İlk durumdaki harcamanın
saçma-savurma kabul edilmemesinin sebebi şudur: Kişinin hayır yollarında
harcadığının bir karşılığı bulunmaktadır ki bu da sevaptır. Hayır yolunda yapılan
harcama israf sayılmayacağı gibi israf şeklindeki harcamada da hayır yoktur.
İsrafın mahiyeti
"dünyada övgü ahirette sevap kazandırmayan harcama" dır.
Daha doğru olan görüşün
karşısında yer alan görüşe göre kişi harcamada aşırıya kaçarsa "saçıp savurmuş"
kabul edilir.
Bu harcama durumu
ergenliğe ulaştıktan sonra orta kararda olursa kişi saçıp savuran bir kimse
olmaz.
İkinci durumdaki
harcamanın saçma-savurma kabul edilmemesinin sebebi şudur: Mal insanın
yararlanması ve ondan lezzet duyması için edinilir.
Daha doğru olan görüşün
karşısında yer alan görüşe göre kişi bu durumda adete göre saçıp savuran kişi
olarak kabul edilir.
Not: Kişinin kendi durumuna uygun olmayan yiyecek
ve giyeceklere harcama yapmasının saçıp savurma olarak kabul edilmemesi, bu
harcamanın haram olmadığı anlamına gelmektedir ki doğrusu da budur.
[Soru] Rafiı ve Nevevi [zekat alabilecek kimseler
arasında geçen] "borçlu" şahıstan bahsederken şöyle demişlerdir:
Şayet borç alma "içki" ve "nafakada israf" gibi günah bir
sebepten kaynaklanmışsa bu kişi tövbe etmedikçe kendisine zekat verilmez.
[İsnevl] el-Mühimmat
adlı eserinde bunu bir çelişki kabul etmiştir.
[Cevap] Bu ikisi birbirinden farklı meselelerdir.
Burada zikredilen harcama tamamen kişinin kendi malından olduğu için haram
olmamaktadır.
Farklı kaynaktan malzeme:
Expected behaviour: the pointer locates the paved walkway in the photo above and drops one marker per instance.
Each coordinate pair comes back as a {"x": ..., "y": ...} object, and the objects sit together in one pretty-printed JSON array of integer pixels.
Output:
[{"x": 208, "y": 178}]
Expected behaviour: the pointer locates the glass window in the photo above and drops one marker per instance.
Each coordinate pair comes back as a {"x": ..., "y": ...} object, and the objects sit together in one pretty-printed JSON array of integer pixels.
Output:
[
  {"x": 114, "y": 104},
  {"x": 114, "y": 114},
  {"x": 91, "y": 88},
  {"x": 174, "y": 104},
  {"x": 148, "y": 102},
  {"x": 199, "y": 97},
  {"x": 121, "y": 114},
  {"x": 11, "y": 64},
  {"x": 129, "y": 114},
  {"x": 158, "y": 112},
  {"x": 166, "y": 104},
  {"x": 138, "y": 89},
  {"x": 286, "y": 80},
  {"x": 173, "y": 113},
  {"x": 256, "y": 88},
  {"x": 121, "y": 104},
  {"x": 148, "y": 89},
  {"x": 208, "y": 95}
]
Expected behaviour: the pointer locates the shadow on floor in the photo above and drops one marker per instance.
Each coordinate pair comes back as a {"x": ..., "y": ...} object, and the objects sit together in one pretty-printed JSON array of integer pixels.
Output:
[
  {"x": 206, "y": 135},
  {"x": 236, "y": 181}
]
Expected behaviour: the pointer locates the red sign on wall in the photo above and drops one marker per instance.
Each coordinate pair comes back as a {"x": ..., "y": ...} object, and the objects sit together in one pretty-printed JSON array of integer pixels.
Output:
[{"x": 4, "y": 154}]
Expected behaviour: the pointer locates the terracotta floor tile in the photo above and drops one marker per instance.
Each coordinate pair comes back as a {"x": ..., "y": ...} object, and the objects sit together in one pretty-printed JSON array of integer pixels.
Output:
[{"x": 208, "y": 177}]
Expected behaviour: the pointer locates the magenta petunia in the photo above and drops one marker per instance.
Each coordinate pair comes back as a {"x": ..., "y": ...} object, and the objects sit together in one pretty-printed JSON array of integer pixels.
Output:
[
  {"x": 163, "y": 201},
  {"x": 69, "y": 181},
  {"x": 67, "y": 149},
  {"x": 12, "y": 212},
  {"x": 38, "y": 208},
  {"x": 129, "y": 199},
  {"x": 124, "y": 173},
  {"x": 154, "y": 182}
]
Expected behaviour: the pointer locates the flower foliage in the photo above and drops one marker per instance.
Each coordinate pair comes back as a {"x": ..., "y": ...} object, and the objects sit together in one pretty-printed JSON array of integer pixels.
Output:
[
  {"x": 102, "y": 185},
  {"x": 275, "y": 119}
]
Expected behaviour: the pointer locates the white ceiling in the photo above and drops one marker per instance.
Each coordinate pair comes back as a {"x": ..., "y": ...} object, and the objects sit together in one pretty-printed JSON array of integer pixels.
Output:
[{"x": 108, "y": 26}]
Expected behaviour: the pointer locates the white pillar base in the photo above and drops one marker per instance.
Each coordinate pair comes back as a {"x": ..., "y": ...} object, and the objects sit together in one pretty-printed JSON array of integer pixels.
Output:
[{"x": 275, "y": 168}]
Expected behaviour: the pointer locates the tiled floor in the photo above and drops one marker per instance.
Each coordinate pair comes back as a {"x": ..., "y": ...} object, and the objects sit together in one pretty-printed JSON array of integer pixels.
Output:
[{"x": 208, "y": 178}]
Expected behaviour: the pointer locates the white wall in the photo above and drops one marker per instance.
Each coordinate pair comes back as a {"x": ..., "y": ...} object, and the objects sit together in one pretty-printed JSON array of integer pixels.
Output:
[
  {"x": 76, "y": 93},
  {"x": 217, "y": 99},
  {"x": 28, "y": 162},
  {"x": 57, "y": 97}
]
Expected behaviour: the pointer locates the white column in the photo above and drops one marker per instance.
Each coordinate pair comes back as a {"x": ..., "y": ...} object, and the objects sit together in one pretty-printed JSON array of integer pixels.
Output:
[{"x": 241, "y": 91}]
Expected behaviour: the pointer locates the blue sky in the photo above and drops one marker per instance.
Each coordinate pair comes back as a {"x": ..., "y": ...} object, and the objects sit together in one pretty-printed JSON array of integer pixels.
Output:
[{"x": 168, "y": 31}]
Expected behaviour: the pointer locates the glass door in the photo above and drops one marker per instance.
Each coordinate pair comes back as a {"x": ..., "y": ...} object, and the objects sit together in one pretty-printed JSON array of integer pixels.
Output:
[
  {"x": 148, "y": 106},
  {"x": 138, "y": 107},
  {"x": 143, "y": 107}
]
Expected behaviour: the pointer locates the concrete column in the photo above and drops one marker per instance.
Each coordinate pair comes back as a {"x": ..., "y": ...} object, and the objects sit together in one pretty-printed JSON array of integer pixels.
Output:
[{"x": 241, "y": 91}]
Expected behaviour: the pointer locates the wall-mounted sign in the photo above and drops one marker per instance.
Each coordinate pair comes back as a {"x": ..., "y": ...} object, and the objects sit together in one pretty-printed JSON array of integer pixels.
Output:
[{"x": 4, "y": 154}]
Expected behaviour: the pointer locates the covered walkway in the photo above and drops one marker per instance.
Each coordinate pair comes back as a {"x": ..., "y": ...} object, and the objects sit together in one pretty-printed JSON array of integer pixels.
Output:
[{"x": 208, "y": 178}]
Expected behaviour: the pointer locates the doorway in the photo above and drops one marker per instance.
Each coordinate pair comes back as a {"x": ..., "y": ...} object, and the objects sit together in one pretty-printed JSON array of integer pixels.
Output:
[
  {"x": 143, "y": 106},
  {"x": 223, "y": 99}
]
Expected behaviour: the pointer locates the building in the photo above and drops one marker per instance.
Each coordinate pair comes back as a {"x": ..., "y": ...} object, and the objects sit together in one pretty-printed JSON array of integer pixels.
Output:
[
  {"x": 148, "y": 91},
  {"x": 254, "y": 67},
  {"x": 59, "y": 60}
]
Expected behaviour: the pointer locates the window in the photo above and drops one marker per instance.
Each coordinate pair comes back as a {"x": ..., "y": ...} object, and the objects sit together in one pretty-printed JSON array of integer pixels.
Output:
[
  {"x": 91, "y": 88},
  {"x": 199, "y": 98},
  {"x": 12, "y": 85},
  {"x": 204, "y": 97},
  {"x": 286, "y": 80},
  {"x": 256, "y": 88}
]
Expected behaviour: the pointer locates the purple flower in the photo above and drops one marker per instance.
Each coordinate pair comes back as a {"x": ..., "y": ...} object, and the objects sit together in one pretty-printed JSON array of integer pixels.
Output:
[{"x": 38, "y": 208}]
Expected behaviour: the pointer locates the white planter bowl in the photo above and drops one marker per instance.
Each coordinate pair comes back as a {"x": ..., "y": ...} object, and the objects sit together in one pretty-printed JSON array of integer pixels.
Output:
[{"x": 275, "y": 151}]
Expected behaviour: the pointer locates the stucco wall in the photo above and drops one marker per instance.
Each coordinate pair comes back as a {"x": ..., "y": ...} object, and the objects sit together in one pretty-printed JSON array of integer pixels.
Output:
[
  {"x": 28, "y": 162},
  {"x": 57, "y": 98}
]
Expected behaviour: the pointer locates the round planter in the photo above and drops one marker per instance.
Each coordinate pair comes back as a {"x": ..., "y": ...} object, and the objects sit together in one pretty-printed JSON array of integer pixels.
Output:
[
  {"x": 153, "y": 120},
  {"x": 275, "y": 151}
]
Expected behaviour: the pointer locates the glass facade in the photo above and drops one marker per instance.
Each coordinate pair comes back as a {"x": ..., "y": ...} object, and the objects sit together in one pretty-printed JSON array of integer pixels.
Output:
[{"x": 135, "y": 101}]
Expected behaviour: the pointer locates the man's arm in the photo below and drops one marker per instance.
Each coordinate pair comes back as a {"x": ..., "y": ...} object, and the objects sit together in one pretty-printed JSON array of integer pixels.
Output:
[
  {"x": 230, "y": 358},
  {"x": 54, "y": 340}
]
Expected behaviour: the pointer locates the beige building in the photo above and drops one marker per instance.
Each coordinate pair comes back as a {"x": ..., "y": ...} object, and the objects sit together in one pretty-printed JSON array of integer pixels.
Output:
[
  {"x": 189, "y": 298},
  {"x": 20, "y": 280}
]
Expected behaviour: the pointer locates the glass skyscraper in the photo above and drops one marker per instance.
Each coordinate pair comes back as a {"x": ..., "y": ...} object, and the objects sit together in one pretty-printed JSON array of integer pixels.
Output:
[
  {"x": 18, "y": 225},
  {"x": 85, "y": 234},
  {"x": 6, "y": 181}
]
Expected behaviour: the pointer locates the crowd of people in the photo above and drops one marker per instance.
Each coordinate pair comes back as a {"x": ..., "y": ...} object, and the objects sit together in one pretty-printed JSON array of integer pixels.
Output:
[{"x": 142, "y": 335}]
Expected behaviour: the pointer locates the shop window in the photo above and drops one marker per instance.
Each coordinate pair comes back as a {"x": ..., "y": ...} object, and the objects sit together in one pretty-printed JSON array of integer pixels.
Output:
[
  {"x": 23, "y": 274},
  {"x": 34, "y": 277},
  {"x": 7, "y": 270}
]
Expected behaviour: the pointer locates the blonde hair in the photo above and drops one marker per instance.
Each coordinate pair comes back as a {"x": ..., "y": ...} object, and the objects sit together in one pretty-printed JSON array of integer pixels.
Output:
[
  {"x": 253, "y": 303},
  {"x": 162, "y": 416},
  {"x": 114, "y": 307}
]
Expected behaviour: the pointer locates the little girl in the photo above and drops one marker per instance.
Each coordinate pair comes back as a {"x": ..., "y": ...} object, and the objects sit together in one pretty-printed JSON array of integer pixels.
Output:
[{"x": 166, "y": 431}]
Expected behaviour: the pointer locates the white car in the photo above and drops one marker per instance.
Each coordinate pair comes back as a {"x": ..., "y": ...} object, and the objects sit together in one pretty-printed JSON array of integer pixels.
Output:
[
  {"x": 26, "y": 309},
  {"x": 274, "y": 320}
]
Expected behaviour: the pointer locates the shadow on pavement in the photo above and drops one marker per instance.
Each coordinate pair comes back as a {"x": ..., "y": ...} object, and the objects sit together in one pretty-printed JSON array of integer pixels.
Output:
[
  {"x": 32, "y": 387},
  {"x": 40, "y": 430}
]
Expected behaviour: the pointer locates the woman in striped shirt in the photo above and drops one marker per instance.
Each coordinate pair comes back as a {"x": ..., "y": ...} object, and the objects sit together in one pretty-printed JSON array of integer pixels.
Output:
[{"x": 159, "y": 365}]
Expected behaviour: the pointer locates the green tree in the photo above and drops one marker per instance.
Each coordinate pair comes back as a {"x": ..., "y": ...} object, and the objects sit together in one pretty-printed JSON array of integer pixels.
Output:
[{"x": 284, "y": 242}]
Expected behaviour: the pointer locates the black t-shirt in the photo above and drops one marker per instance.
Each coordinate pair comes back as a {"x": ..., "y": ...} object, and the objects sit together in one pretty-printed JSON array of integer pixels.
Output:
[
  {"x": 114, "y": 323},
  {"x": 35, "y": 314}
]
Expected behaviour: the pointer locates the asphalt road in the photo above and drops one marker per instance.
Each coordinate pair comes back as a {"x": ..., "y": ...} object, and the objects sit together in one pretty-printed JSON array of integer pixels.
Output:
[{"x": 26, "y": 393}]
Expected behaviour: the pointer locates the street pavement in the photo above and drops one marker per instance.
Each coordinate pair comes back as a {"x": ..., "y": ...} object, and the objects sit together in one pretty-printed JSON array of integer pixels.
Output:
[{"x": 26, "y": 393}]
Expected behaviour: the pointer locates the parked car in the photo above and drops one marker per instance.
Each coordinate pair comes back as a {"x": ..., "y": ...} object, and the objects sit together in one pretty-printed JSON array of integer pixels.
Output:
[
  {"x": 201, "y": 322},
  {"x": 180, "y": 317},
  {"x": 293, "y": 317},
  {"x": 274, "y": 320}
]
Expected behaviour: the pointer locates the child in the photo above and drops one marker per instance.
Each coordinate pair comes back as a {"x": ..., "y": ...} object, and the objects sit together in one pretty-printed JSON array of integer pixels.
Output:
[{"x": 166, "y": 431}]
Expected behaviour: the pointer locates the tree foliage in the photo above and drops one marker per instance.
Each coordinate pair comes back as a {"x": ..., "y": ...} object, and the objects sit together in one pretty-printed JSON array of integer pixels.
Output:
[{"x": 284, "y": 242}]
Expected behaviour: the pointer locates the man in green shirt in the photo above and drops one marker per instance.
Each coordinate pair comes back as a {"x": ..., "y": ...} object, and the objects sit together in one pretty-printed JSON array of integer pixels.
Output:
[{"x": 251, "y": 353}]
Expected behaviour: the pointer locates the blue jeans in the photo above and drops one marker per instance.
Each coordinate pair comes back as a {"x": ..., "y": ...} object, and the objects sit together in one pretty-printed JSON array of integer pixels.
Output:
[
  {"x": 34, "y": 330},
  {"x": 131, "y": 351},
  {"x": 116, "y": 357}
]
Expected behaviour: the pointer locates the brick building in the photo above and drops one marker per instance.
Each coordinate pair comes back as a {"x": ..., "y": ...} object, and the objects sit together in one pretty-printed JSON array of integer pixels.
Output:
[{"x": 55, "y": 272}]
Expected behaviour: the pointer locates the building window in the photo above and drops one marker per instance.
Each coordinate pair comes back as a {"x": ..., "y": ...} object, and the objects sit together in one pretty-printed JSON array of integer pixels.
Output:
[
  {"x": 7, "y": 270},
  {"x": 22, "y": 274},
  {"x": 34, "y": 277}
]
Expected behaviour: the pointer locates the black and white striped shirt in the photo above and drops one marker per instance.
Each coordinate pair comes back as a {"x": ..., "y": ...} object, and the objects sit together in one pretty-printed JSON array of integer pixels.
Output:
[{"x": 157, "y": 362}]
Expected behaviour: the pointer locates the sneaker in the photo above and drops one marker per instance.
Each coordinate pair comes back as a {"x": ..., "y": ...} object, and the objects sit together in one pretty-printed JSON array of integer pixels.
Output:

Diğerinde ise belirli bir sebebe dayalı olarak ödeme ümidi
olmaksızın insanlardan borç alıp bunu boşa harcamak söz konusudur ki bu
haramdır. Er-Ravda'da şu husus açıkça belirtilmiştir: Kişinin elinde ödeyebileceği
bir mal veya ödeyebileceği bir alacak olmadığı halde başkalarından borç alması
haram olur.
13. çocuğun Reşid Olup
Olmadığının Sınanması Nasıl Olur?
Çocuğun reşid olup
olmadığı sınanır.
Bu, insanların
mertebelerine göre değişiklik gösterir:
Tacirin çocuğu,
alım-satım yapıp yapamadığı ve bu iki konuda ~ pazarlık yapmayı becerip
beceremediği ile sınanır.
Çiftçinin çocuğu, ekim
yapmak ve bu işleri yerine getiren kişilere na fa ka vermeyi berecip
beceremediği ile sınanır.
Meslek sahibi kişinin
çocuğu o mesleğe ilişkin şeylerle sınanır.
Kadın, yün ve pamuk
eğirmeyi becerip becerememe, yiyecekleri kedi vb. şeylere kaptırıp kaptırmama
konusunda sınanır.
1. Çocuğun davranışları
dine uygunluk ve mail bakımdan düzgünlük açısından sınanır. Çünkü ayette
"yetimleri deneyip sınayın" [Nisa, 6] buyrulmuştur.
2. Davranışlarının dine
uygunluğu ibadetleri yapma, haramlardan kaçınma, şüpheli şeylerden uzak durma,
iyi kimselerle birlikte olma gibi davranışların gözlenmesiyle olur.
Kız çocuğunun durumu da
aynı olduğu halde Nevevı [Arapça'da erkek çocuğu ifade etmek üzere kullanılan]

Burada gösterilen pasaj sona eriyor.